The original art upon which the statue is based has Dagger floating up from Cloak’s, well, cloak, and holding the draping edges in her hands. This statue faithfully recreates the scene with the one notable exception that Cloak’s head is omitted from the final production. A limited print of Brooks’ art is the special pack-in with the Sideshow exclusive version of the statue and will look great displayed alongside it.
The comiquette comes packaged in three pieces in the box: Cloak, which serves as the base; Dagger’s gold necklace; and Dagger herself. A large peg in Dagger’s foot inserts easily into a hole inside the Cloak base, but you’ll want to be careful while setting her up. Her hands are positioned to mimic holding the cloak’s edges, so there’s not a lot of wiggle room. If you pop her onto the base too quickly, you just might amputate a few of her fingers. Once Dagger is safely ensconced in the base, the real fun begins: fitting her with the necklace. There are two holes in Dagger’s chest, where the ends of the necklace can fit. The necklace is positioned to be flipping upwards as in the art, but I had some trouble with getting it all to look right. In the end, I had to carefully bend the necklace piece a little before again attempting to insert the ends into the chest. Again, be careful here. With too much haste you just might break the necklace and / or scratch up Dagger’s chest.

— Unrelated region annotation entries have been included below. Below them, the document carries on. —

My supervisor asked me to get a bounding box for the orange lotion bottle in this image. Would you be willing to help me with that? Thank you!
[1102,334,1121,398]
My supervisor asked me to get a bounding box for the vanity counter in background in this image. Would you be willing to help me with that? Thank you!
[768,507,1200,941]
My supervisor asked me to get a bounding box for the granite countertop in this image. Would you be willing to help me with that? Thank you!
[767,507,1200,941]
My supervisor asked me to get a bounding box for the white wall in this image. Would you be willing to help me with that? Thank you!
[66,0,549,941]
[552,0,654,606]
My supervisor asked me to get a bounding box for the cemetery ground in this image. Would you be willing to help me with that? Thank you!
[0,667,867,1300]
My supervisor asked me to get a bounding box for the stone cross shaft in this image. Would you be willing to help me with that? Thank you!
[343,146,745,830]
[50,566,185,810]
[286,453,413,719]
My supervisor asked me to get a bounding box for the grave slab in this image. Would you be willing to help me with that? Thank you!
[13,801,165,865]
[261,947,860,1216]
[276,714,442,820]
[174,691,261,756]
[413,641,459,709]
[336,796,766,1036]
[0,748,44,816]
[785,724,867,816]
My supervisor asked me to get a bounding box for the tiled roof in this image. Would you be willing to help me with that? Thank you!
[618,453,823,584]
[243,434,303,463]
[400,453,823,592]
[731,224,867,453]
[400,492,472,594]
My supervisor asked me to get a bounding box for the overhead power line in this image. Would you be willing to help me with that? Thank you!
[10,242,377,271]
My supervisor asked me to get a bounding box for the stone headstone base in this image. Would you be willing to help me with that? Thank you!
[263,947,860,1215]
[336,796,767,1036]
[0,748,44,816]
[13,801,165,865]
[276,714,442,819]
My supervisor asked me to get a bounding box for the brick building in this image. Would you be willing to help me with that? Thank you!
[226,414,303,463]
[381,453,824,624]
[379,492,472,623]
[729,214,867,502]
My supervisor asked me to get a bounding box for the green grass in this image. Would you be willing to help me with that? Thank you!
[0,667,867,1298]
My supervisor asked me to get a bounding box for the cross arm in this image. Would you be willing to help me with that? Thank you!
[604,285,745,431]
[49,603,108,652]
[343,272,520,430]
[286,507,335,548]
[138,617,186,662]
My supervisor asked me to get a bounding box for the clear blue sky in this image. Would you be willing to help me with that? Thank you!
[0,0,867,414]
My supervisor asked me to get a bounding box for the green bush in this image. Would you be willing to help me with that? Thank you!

The sculpt and paint job on this one are superb. I would have preferred a little shading and variance in the skintones and hair (both are just painted as flats), but those are small quibbles. This is a top notch statue, and there’s very little to complain about. She really looks like she flew right out of the comic books.
Aside from the paint flatness, my only other complaint with the statue is with the necklace. Having it flip up in the air does convey motion, but it also looks a little silly. Compounding that, the holes in Dagger’s chest are a bit too big for my taste. Even after inserting the necklace, you still can see the edges of the holes bordering it. This definitely is not a deal-breaker, though. The quality of the rest of the statue more than makes up for these little problems, and I have no hesitation in recommending it to fans of Marvel, Mark Brooks, and Sideshow’s female figurines.
Dagger stands around 17″ tall. The standard edition of the statue is limited to 1000 pieces, while the exclusive that comes with the Brooks art print is limited to 500. Both are sold out from Sideshow now, but you can get onto the wait lists for both versions and hope to score your own Dagger if and when they become available again.